BROOKE GLADSTONE: Did they not think of him as a journalist because he didn't actually practice journalism? Did he employ the sorts of rules, the sourcing that we expect and trust in journalism?
NEAL GABLER: There was some reporting. I mean, he did things that most gossip columnists today did not do. For example, he covered the war and got inside information from the Roosevelt administration about war planning. He was very close to J. Edgar Hoover so he got a lot of items from the FBI, although truth be told, he gave more items to the FBI than he got from the FBI. But because there was this kind of transaction between Winchell and government, there was a certain degree of sourcing that even so-called reputable reporters didn't have access to.
BROOKE GLADSTONE: Because he had changed the balance of power among the famous, he was more powerful than they were; he needed them but they needed him even more.

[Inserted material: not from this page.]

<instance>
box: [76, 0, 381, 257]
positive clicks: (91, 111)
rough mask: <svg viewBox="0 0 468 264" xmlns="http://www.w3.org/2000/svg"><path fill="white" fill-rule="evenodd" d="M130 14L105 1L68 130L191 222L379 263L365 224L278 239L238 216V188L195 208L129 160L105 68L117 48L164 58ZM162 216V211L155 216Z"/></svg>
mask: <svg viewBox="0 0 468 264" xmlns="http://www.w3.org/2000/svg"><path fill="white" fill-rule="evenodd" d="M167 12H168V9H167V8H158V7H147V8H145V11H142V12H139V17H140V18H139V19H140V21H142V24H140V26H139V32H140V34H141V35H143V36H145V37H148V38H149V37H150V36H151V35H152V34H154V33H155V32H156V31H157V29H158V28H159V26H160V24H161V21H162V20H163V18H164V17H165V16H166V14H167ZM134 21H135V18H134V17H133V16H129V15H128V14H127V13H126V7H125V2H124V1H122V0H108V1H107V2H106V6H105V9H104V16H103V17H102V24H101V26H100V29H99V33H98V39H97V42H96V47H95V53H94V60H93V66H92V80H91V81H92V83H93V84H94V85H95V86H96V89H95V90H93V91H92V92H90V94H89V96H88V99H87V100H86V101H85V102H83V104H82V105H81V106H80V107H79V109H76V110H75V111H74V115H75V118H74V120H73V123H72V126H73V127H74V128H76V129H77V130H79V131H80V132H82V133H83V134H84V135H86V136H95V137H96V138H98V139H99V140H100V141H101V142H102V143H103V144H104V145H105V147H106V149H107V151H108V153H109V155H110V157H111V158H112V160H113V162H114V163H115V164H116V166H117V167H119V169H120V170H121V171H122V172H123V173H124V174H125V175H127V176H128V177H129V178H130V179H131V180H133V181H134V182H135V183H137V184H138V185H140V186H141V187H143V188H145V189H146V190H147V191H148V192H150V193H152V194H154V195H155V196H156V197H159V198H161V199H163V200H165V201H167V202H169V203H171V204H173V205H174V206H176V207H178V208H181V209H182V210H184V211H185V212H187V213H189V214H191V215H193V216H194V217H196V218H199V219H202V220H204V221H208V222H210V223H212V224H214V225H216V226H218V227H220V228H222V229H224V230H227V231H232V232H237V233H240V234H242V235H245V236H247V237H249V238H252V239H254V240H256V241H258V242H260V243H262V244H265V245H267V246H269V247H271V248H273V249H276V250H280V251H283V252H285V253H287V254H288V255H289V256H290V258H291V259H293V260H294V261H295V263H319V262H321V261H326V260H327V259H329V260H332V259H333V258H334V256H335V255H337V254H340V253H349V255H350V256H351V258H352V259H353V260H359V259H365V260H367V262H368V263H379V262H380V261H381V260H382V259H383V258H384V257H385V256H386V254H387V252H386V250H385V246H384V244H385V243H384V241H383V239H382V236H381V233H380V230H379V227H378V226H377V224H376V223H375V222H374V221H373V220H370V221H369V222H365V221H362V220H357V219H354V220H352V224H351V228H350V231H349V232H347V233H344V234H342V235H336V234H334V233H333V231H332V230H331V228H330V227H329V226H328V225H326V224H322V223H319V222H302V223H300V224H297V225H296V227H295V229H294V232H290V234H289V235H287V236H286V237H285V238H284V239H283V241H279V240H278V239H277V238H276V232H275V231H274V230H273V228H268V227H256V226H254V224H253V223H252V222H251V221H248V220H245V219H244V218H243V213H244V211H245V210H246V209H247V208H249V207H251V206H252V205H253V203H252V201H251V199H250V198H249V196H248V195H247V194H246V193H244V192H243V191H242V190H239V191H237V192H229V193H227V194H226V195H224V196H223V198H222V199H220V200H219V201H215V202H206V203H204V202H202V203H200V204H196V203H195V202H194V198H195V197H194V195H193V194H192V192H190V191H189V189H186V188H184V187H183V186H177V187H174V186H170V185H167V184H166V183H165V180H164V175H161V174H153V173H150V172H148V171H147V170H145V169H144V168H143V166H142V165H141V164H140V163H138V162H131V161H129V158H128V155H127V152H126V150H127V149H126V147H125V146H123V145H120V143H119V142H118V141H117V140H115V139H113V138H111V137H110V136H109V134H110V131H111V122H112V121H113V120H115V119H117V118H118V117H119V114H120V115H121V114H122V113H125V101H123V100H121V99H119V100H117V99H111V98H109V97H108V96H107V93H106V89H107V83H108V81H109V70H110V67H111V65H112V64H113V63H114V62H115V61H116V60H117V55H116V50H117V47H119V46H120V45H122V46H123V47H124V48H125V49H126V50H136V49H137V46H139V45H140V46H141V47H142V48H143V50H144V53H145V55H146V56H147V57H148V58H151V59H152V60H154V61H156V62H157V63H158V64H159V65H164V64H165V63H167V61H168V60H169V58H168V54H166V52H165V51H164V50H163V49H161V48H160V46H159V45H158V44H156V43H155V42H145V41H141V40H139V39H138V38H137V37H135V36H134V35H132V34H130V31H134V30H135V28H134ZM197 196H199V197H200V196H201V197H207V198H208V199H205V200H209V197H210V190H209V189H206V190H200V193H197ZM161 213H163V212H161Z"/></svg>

NEAL GABLER: What you've described was unquestionably true. But that balance of power has changed unquestionably over the last, I would say, you know, 30 years or so. The media once held the power. You needed the media. Now the celebrity has the power. The world came to Walter Winchell. What we've learned about Richard Johnson and about Jared Stern, the two people who were involved on Page Six, is that they sought to cozy up to power, that they wanted to be among the wealthy, the elite. That changes the relationship of the gossip columnist to his subject and, frankly, it changes the relationship of the reader to the gossip column. And it’s one of the reasons, among many others, that the gossip column doesn't have the same kind of clout, because people reading the gossip column now are seeing the gossip columnist as a tribune from the powerful to them.
BROOKE GLADSTONE: So what ultimately brought Winchell’s career to an end? When he became less the FDR Democrat and more the McCarthyite acolyte?
NEAL GABLER: Well, that happened. He did move from championing FDR to championing Joseph McCarthy, although he saw it as another seamless transition, because, as he saw it, he was against the elites. FDR was and so was Joseph McCarthy. If there was any incident, it was when the singer Josephine Baker, black singer, felt she was being stiffed at the Stork Club, which was Winchell’s hangout, and Winchell ultimately came to the defense of the Stork Club, not to the defense of Josephine Baker. And since Winchell had always been identified with minorities, with the disenfranchised, with the poor, this began a salient for opponents of Walter Winchell to attack him. And indeed, the New York Post ran a long series of articles attacking Walter Winchell, and that certainly hurt him.
BROOKE GLADSTONE: We stopped liking him. We could stop forgiving him for entertaining us so well.
NEAL GABLER: That’s absolutely true.
BROOKE GLADSTONE: All right, Neal, thank you very much.
NEAL GABLER: Thank you.
BROOKE GLADSTONE: Neal Gabler is a senior fellow at the University of Southern California and author of Winchell: Gossip, Power and the Culture of Celebrity.
[TELETYPE MACHINE]
WALTER WINCHELL: Attention, Mr. and Mrs. United States. In the 19th century, Abraham Lincoln fought for the principle that no man had the right to live by another man’s sweat. In the 20th century, Abraham Lincoln would have fought twice as hard for the right of a man to say what he thinks, whether that man is speaking in a corner drugstore or over a national radio hookup. If Abraham Lincoln were with us today, he would be denouncing power politics over a microphone and probably be leading the latest Crossley, Hooper or Nielsen radio ratings.